Exactly As Romantic And Meaningful As A Diamond Ring

Happy new year, inbreds. I hope 2010 contained at least one good moment for you. I personally had a fair few, the last quarter of last year would rank as some of my best months. Anyway, to business.
Facebook, lover and nemesis, we meet again. Why do people post stati of the form "omg love my girlfriend coz she is amazing :D"? You attention seeking whores, grow up. Now, I'm about as lame as it's physically possible to be in relationships, holding hands and bumming out when she's not around and generally being a needy and irritating shit. I'll cop to this, it's a personal failing and it's one that should endeavour to fix. In fact, new years resolution; in 2011, I'll try to be less needy and more secure in my relationship. It's in writing now, looks like I'm stuck. Better limit myself to twenty cutesy text messages a day.

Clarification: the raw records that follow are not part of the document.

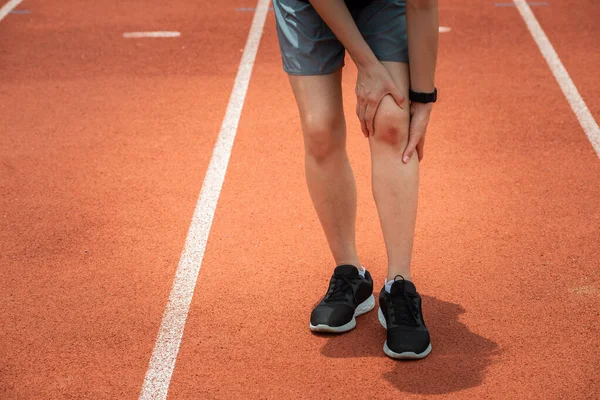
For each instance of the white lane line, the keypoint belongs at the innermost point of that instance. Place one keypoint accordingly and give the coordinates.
(586, 120)
(8, 7)
(164, 355)
(151, 34)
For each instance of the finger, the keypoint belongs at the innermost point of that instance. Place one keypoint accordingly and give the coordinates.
(398, 97)
(369, 117)
(420, 148)
(410, 148)
(361, 118)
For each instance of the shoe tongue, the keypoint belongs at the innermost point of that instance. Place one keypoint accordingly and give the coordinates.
(402, 286)
(346, 270)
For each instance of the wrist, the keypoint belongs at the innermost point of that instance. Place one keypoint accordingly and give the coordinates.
(421, 107)
(422, 97)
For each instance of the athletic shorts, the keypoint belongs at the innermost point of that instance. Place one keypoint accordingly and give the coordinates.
(309, 47)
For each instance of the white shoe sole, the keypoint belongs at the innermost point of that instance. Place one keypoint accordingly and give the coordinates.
(407, 355)
(362, 308)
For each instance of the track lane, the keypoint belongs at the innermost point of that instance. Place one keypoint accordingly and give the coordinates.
(572, 27)
(104, 147)
(506, 242)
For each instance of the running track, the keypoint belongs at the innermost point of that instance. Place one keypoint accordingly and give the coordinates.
(104, 146)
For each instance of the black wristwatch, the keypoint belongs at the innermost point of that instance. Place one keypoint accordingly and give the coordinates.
(423, 97)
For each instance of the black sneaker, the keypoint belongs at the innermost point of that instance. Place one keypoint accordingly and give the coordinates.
(400, 313)
(349, 296)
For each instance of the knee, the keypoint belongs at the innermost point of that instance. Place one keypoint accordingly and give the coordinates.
(323, 136)
(391, 124)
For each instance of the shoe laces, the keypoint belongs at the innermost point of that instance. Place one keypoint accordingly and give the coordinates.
(404, 308)
(338, 288)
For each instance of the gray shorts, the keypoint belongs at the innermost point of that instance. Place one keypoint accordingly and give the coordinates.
(309, 47)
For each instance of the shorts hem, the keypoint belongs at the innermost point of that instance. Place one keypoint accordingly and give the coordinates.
(313, 73)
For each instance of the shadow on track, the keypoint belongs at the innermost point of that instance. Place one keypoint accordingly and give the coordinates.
(458, 361)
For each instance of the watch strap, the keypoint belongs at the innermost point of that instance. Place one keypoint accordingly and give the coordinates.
(423, 97)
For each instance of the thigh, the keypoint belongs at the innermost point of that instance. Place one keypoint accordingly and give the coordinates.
(390, 117)
(319, 100)
(308, 46)
(383, 25)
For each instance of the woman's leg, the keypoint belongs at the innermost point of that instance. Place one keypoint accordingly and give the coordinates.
(328, 173)
(395, 184)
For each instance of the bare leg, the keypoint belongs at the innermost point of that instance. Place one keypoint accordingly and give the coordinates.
(328, 173)
(395, 184)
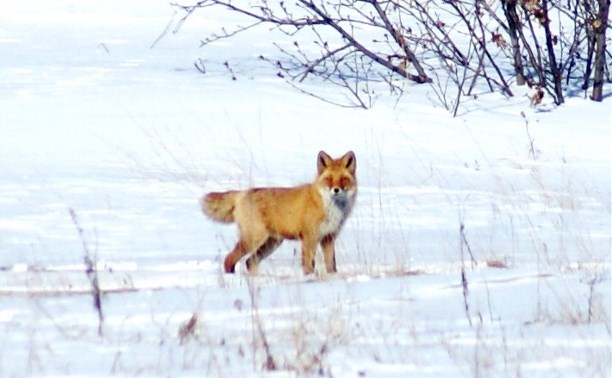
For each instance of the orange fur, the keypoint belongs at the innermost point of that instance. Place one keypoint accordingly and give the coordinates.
(312, 213)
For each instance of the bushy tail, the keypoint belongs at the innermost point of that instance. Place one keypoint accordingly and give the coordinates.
(220, 206)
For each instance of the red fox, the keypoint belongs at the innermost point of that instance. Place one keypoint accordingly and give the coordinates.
(313, 213)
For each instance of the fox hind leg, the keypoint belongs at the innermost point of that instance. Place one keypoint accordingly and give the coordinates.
(229, 264)
(264, 251)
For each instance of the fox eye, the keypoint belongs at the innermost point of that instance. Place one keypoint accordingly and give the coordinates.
(344, 182)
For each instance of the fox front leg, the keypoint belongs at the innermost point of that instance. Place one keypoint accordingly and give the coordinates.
(329, 253)
(309, 247)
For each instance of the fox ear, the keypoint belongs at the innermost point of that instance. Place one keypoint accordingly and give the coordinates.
(349, 161)
(323, 161)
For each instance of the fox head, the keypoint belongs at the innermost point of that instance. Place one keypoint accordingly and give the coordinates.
(336, 178)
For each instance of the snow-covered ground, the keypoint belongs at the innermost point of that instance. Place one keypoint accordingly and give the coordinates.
(107, 144)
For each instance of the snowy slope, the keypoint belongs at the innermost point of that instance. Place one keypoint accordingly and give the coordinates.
(128, 137)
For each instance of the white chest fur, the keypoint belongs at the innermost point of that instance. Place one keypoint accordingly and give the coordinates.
(334, 214)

Anyway, to veer back onto my original tangent, what the hell do you achieve by posting your little platitudes on facebook? I appreciate that all stati are inherently meaningless anyway just by the merit of them being stati in the first place, but there's something doubly inane about posting soppy mush notes for all to see. It doesn't even have to be something original or cute, I've seen people just post "I love Blankity McBlank." I'm sure you do, and your relationship status generally confirms this. However, you clearly aren't doing this for the person you're with, there are easier, more sincere and much less smug ways of letting your special someone know they're special. Phone calls are good, or maybe saying it in person, or in a nice card, or something? Whatever, I don't care. You aren't doing it for all your facebook buddies either, because they either already know or don't give a shit, usually both.
The fact is, you're doing it for you. Your doing it so you can flap your dick in front of everyone you know and say "LOOK AT ME! I'M NOT SINGLE! ISN'T IT INCREDIBLY IMPRESSIVE!?" You know what, you cretin? It actually is a little impressive that you aren't single, seeing as you only seem to have enough synapses to scrawl malformed (and usually poorly spelled) declarations of affection for all to admire. I'm sure you're aware that no-one really cares, but that's not the point, is it? The point is to fluff your ego so you can feel a little bit special over the smallest of things.

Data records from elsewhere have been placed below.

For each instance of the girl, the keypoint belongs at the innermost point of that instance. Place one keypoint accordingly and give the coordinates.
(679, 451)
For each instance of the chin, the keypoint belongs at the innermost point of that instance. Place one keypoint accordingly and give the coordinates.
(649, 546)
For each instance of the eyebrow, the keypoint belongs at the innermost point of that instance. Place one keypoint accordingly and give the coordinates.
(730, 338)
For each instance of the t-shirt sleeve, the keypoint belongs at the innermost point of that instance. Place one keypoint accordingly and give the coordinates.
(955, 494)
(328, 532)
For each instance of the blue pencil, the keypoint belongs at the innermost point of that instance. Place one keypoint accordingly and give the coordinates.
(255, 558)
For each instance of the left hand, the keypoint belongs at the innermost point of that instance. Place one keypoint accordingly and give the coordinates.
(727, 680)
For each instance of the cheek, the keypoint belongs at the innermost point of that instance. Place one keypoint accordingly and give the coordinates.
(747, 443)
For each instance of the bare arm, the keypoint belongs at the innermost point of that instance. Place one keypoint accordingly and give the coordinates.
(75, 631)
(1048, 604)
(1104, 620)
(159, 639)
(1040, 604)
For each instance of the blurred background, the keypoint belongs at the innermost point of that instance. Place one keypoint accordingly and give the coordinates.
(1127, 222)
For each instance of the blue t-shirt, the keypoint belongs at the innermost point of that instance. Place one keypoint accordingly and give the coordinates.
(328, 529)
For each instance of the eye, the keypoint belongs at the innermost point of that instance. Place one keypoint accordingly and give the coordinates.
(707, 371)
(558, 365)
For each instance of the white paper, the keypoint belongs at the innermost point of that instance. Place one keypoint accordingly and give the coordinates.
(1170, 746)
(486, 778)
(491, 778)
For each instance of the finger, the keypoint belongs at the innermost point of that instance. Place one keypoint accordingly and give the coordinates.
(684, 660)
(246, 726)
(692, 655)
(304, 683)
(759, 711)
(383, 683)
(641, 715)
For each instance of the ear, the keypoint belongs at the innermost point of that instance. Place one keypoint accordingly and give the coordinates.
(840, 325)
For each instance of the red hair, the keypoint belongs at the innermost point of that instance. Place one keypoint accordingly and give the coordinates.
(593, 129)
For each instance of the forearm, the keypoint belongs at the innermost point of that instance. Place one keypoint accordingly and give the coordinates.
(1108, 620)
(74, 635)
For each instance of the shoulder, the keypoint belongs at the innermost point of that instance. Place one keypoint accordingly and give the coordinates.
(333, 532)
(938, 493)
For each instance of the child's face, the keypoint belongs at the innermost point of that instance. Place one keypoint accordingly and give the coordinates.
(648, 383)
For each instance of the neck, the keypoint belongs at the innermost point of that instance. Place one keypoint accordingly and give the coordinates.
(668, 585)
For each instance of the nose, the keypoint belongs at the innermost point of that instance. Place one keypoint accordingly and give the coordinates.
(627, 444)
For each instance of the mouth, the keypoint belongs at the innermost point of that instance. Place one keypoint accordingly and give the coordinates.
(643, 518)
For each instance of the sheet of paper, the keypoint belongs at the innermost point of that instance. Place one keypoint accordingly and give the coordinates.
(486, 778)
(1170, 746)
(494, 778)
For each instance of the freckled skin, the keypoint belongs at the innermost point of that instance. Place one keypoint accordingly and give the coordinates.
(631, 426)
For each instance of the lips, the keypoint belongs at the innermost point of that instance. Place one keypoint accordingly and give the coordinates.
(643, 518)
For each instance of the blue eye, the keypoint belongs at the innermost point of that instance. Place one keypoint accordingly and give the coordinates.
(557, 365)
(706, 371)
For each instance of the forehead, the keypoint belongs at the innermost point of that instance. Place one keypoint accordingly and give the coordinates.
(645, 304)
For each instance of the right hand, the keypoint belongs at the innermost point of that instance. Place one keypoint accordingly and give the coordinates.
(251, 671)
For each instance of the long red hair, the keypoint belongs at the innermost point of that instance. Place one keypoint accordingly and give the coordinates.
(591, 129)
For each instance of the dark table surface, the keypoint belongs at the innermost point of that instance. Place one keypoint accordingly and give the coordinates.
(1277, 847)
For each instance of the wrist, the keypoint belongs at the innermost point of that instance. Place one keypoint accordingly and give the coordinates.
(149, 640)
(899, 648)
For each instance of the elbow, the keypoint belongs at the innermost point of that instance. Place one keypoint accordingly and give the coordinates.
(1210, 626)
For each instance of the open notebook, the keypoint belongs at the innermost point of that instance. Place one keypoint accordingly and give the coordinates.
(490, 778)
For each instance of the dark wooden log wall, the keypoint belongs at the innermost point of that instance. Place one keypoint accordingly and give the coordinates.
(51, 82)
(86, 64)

Now, I know there's an obvious rebuttal in "why does your relationship status specify who you're with, then? Aren't you just advertising it as much as the people you despise?" My response is no, simply because there's a difference between going to a party and saying "this is ______, my girlfriend" and saying "this is _______. I love her soooo much" and then sucking face right then and there. If you saw someone do the latter in person, you'd think them the crowned king of douchiness, wouldn't you? And yet, online, it's somehow... less? No dice. Stop being an arrogant and self-promoting arse, it's pissing me off.

The first post of this year is brought to you by everybody's favourite arrogant and self-promoting arse, The Last Whiny Man. May 2011 be less retard-tastic than 2010.